“It’s like that scene on the beach in Planet of the Apes. Except it’s Marilyn Monroe instead of the Statue of Liberty. And it’s her giant fiberglass underpants in the background instead of Dr. Zaius.”
If you didn’t swing by Pioneer Court in the last year or so, you missed your chance to see the most controversial piece of public art in Chicago in recent years.
Above you can see the Marilyn Monroe statue by Seward Johnson in pieces, ready to be trucked away. Though it delighted millions of tourists and the young at heart, large swaths of Chicago’s art community were aghast when it went up.
They asserted that making giant-sized versions of items from popular culture is not art, while they were busy lining up to see the Jeff Koons exhibit of giant-sized versions of items from popular culture at the Museum of Contemporary Art (220 East Chicago Avenue).

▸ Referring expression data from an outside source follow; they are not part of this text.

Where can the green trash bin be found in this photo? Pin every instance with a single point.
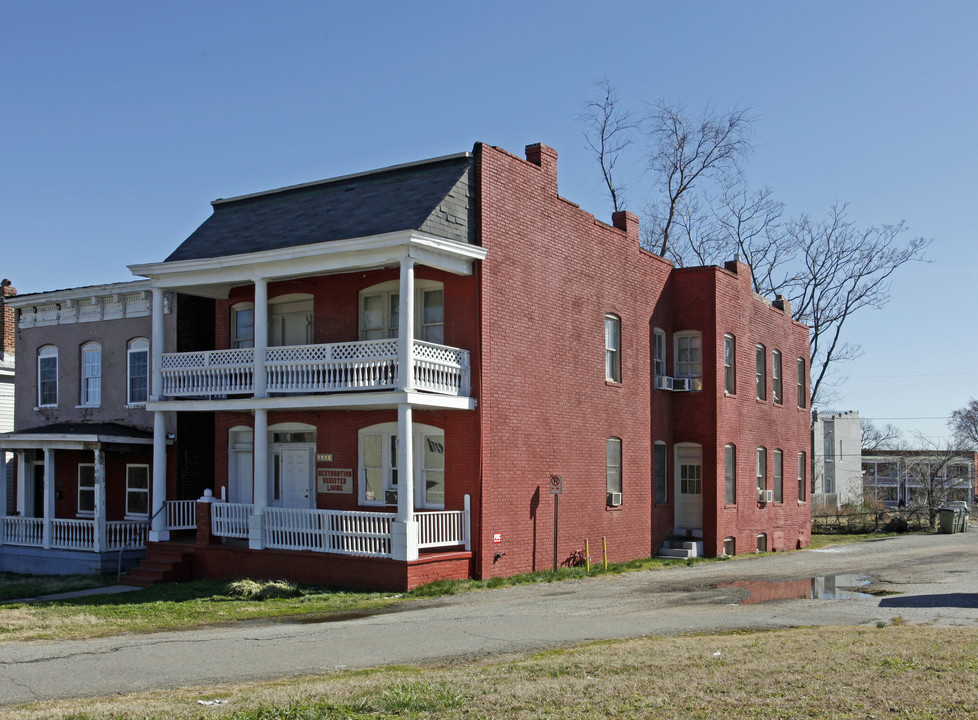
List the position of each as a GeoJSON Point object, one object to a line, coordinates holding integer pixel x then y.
{"type": "Point", "coordinates": [950, 521]}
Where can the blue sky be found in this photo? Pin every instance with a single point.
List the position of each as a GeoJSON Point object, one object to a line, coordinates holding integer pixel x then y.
{"type": "Point", "coordinates": [121, 121]}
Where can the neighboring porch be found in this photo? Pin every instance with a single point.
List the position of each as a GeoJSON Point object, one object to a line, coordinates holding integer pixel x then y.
{"type": "Point", "coordinates": [327, 547]}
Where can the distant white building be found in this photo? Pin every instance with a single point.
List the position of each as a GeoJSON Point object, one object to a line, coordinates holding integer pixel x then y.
{"type": "Point", "coordinates": [836, 459]}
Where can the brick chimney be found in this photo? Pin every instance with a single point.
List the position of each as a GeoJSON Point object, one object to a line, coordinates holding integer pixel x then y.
{"type": "Point", "coordinates": [546, 157]}
{"type": "Point", "coordinates": [8, 321]}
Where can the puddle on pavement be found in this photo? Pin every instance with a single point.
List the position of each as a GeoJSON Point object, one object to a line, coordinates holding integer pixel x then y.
{"type": "Point", "coordinates": [825, 587]}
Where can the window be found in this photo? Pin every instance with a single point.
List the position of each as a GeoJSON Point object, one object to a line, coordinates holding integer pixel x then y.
{"type": "Point", "coordinates": [86, 489]}
{"type": "Point", "coordinates": [778, 476]}
{"type": "Point", "coordinates": [47, 376]}
{"type": "Point", "coordinates": [138, 371]}
{"type": "Point", "coordinates": [688, 355]}
{"type": "Point", "coordinates": [380, 311]}
{"type": "Point", "coordinates": [91, 374]}
{"type": "Point", "coordinates": [659, 353]}
{"type": "Point", "coordinates": [379, 472]}
{"type": "Point", "coordinates": [137, 490]}
{"type": "Point", "coordinates": [613, 468]}
{"type": "Point", "coordinates": [661, 494]}
{"type": "Point", "coordinates": [802, 395]}
{"type": "Point", "coordinates": [612, 348]}
{"type": "Point", "coordinates": [776, 376]}
{"type": "Point", "coordinates": [243, 326]}
{"type": "Point", "coordinates": [801, 477]}
{"type": "Point", "coordinates": [729, 364]}
{"type": "Point", "coordinates": [730, 474]}
{"type": "Point", "coordinates": [761, 373]}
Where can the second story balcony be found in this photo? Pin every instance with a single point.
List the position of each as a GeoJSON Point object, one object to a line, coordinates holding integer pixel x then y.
{"type": "Point", "coordinates": [310, 369]}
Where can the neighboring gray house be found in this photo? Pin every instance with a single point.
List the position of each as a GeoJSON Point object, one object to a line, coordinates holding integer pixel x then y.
{"type": "Point", "coordinates": [80, 434]}
{"type": "Point", "coordinates": [836, 459]}
{"type": "Point", "coordinates": [7, 334]}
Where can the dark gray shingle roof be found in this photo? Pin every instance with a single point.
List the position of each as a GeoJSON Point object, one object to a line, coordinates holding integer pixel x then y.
{"type": "Point", "coordinates": [434, 197]}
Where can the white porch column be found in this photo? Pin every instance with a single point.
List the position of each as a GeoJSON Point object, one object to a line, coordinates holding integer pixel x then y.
{"type": "Point", "coordinates": [47, 539]}
{"type": "Point", "coordinates": [156, 346]}
{"type": "Point", "coordinates": [99, 500]}
{"type": "Point", "coordinates": [404, 530]}
{"type": "Point", "coordinates": [256, 539]}
{"type": "Point", "coordinates": [405, 329]}
{"type": "Point", "coordinates": [22, 469]}
{"type": "Point", "coordinates": [157, 529]}
{"type": "Point", "coordinates": [261, 336]}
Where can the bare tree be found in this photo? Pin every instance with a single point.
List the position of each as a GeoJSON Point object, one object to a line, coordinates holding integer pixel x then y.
{"type": "Point", "coordinates": [608, 130]}
{"type": "Point", "coordinates": [686, 150]}
{"type": "Point", "coordinates": [879, 437]}
{"type": "Point", "coordinates": [964, 424]}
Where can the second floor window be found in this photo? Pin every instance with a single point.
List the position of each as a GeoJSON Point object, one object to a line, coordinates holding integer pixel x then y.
{"type": "Point", "coordinates": [91, 374]}
{"type": "Point", "coordinates": [612, 348]}
{"type": "Point", "coordinates": [776, 388]}
{"type": "Point", "coordinates": [138, 371]}
{"type": "Point", "coordinates": [729, 364]}
{"type": "Point", "coordinates": [761, 373]}
{"type": "Point", "coordinates": [689, 358]}
{"type": "Point", "coordinates": [47, 376]}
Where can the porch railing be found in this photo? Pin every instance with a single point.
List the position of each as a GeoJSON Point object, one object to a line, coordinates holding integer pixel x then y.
{"type": "Point", "coordinates": [334, 531]}
{"type": "Point", "coordinates": [333, 367]}
{"type": "Point", "coordinates": [23, 531]}
{"type": "Point", "coordinates": [443, 527]}
{"type": "Point", "coordinates": [181, 514]}
{"type": "Point", "coordinates": [73, 534]}
{"type": "Point", "coordinates": [230, 519]}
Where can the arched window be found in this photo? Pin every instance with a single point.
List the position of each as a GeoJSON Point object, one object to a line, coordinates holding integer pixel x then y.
{"type": "Point", "coordinates": [47, 376]}
{"type": "Point", "coordinates": [137, 371]}
{"type": "Point", "coordinates": [91, 390]}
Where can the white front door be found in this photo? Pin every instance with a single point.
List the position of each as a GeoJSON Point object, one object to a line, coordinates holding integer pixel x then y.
{"type": "Point", "coordinates": [689, 487]}
{"type": "Point", "coordinates": [292, 477]}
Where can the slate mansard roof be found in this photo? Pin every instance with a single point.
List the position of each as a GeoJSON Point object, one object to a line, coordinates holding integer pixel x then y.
{"type": "Point", "coordinates": [432, 196]}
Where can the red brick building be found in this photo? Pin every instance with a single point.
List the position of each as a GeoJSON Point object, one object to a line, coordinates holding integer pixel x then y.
{"type": "Point", "coordinates": [443, 338]}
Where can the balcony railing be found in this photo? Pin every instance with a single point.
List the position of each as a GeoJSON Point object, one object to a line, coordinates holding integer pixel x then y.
{"type": "Point", "coordinates": [305, 369]}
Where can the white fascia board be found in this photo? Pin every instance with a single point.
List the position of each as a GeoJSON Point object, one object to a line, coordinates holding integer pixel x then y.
{"type": "Point", "coordinates": [324, 258]}
{"type": "Point", "coordinates": [344, 401]}
{"type": "Point", "coordinates": [79, 293]}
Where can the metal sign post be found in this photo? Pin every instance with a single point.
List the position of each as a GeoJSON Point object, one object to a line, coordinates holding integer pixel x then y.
{"type": "Point", "coordinates": [556, 488]}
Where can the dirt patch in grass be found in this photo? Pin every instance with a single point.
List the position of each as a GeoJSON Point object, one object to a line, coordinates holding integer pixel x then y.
{"type": "Point", "coordinates": [891, 671]}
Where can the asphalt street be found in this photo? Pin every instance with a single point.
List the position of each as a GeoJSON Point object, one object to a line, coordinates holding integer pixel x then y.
{"type": "Point", "coordinates": [934, 578]}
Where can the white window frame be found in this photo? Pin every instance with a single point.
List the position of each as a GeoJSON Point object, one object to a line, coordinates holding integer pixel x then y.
{"type": "Point", "coordinates": [777, 389]}
{"type": "Point", "coordinates": [778, 469]}
{"type": "Point", "coordinates": [137, 491]}
{"type": "Point", "coordinates": [91, 374]}
{"type": "Point", "coordinates": [760, 371]}
{"type": "Point", "coordinates": [730, 364]}
{"type": "Point", "coordinates": [688, 361]}
{"type": "Point", "coordinates": [389, 293]}
{"type": "Point", "coordinates": [660, 472]}
{"type": "Point", "coordinates": [85, 489]}
{"type": "Point", "coordinates": [730, 474]}
{"type": "Point", "coordinates": [612, 348]}
{"type": "Point", "coordinates": [136, 346]}
{"type": "Point", "coordinates": [613, 465]}
{"type": "Point", "coordinates": [47, 353]}
{"type": "Point", "coordinates": [388, 434]}
{"type": "Point", "coordinates": [242, 341]}
{"type": "Point", "coordinates": [659, 352]}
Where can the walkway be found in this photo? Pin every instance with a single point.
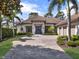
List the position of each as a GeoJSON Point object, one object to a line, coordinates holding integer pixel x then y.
{"type": "Point", "coordinates": [41, 47]}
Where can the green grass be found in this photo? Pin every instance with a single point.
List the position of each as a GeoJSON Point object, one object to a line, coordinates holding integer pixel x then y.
{"type": "Point", "coordinates": [73, 52]}
{"type": "Point", "coordinates": [5, 46]}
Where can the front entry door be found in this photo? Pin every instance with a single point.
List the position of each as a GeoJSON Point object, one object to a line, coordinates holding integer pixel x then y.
{"type": "Point", "coordinates": [38, 30]}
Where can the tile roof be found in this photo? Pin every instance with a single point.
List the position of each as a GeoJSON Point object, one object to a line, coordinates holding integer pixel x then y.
{"type": "Point", "coordinates": [74, 18]}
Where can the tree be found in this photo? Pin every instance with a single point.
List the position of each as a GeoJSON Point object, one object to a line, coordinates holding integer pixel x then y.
{"type": "Point", "coordinates": [6, 9]}
{"type": "Point", "coordinates": [60, 15]}
{"type": "Point", "coordinates": [48, 15]}
{"type": "Point", "coordinates": [59, 4]}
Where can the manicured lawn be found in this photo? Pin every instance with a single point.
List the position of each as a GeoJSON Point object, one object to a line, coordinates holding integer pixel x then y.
{"type": "Point", "coordinates": [5, 46]}
{"type": "Point", "coordinates": [73, 52]}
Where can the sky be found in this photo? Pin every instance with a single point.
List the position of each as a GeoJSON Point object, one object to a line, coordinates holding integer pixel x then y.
{"type": "Point", "coordinates": [39, 6]}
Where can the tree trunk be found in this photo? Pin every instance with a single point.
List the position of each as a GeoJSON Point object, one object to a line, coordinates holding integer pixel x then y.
{"type": "Point", "coordinates": [69, 22]}
{"type": "Point", "coordinates": [0, 31]}
{"type": "Point", "coordinates": [13, 29]}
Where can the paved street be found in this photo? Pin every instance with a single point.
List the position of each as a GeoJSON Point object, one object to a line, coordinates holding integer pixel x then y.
{"type": "Point", "coordinates": [40, 47]}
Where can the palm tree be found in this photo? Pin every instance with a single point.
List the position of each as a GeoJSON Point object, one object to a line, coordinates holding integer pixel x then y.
{"type": "Point", "coordinates": [60, 3]}
{"type": "Point", "coordinates": [6, 9]}
{"type": "Point", "coordinates": [48, 15]}
{"type": "Point", "coordinates": [60, 15]}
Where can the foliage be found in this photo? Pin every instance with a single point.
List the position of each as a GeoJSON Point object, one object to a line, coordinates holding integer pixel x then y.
{"type": "Point", "coordinates": [61, 40]}
{"type": "Point", "coordinates": [75, 37]}
{"type": "Point", "coordinates": [77, 42]}
{"type": "Point", "coordinates": [6, 32]}
{"type": "Point", "coordinates": [5, 46]}
{"type": "Point", "coordinates": [71, 43]}
{"type": "Point", "coordinates": [59, 4]}
{"type": "Point", "coordinates": [28, 34]}
{"type": "Point", "coordinates": [50, 30]}
{"type": "Point", "coordinates": [73, 52]}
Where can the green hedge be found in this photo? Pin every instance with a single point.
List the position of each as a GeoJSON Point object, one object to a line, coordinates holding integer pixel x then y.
{"type": "Point", "coordinates": [27, 34]}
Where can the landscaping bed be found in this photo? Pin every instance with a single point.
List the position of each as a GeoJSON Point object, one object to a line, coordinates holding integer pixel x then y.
{"type": "Point", "coordinates": [5, 46]}
{"type": "Point", "coordinates": [70, 47]}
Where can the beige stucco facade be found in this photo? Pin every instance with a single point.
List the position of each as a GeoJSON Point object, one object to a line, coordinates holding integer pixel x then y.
{"type": "Point", "coordinates": [64, 31]}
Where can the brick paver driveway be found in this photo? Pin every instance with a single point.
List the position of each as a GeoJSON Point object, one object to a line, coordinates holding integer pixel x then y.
{"type": "Point", "coordinates": [41, 47]}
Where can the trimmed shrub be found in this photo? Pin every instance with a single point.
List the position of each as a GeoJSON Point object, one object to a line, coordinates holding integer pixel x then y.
{"type": "Point", "coordinates": [6, 32]}
{"type": "Point", "coordinates": [71, 43]}
{"type": "Point", "coordinates": [75, 37]}
{"type": "Point", "coordinates": [21, 33]}
{"type": "Point", "coordinates": [77, 43]}
{"type": "Point", "coordinates": [61, 40]}
{"type": "Point", "coordinates": [28, 34]}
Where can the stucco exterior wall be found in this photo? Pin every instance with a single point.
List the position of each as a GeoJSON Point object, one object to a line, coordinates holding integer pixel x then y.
{"type": "Point", "coordinates": [22, 26]}
{"type": "Point", "coordinates": [38, 24]}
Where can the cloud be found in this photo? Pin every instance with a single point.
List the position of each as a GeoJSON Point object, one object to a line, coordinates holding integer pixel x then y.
{"type": "Point", "coordinates": [29, 7]}
{"type": "Point", "coordinates": [66, 10]}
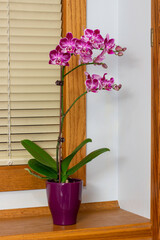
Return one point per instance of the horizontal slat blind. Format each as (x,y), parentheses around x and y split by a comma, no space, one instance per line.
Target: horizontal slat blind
(29,99)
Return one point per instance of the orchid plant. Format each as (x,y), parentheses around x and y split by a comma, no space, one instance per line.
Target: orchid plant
(43,165)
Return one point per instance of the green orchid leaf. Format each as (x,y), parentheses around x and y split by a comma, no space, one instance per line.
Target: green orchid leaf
(42,169)
(39,154)
(35,175)
(87,159)
(67,160)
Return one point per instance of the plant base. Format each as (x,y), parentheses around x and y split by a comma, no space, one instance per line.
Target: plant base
(64,201)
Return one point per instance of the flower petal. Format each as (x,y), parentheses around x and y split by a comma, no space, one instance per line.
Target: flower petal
(69,35)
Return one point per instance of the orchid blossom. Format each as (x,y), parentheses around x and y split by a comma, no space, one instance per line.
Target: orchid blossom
(94,37)
(57,57)
(68,44)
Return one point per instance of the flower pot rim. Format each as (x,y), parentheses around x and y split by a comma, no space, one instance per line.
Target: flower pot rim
(77,181)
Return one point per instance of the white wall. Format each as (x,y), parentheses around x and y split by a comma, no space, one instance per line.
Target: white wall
(101,127)
(135,106)
(107,119)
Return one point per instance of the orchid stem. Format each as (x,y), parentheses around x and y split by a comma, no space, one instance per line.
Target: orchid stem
(74,103)
(83,64)
(58,147)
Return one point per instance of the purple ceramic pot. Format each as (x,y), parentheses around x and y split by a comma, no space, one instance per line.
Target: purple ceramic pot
(64,200)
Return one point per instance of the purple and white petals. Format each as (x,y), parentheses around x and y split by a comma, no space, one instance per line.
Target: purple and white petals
(94,37)
(58,57)
(96,82)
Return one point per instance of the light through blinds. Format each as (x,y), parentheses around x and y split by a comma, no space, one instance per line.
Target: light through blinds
(29,98)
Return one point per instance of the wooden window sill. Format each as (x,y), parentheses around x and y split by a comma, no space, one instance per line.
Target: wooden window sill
(95,221)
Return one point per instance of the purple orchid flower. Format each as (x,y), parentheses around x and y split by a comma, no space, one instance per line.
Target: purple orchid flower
(58,57)
(92,82)
(68,44)
(94,37)
(109,44)
(106,84)
(117,87)
(84,49)
(100,57)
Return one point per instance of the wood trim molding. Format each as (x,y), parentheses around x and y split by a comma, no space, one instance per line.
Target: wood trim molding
(96,221)
(13,178)
(74,20)
(155,127)
(132,232)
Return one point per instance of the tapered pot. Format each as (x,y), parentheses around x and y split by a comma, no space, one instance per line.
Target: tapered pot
(64,200)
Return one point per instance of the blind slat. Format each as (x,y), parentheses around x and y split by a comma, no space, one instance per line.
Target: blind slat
(32,136)
(53,8)
(32,23)
(32,30)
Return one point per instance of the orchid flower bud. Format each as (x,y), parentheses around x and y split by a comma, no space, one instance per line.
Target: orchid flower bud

The headline of Richard Roeper’s piece for the Chicago Sun-Times, “Goodbye and good riddance, Norma Jean,” summarizes the feelings of those who believe that art has no business being whimsical or uplifting or kitschy. Mr. Roeper wrote, “It took crews about seven hours to make Marilyn go away.” Unfortunately, he was wrong. We took our photo almost 12 hours after he published his article saying that Marilyn was long gone.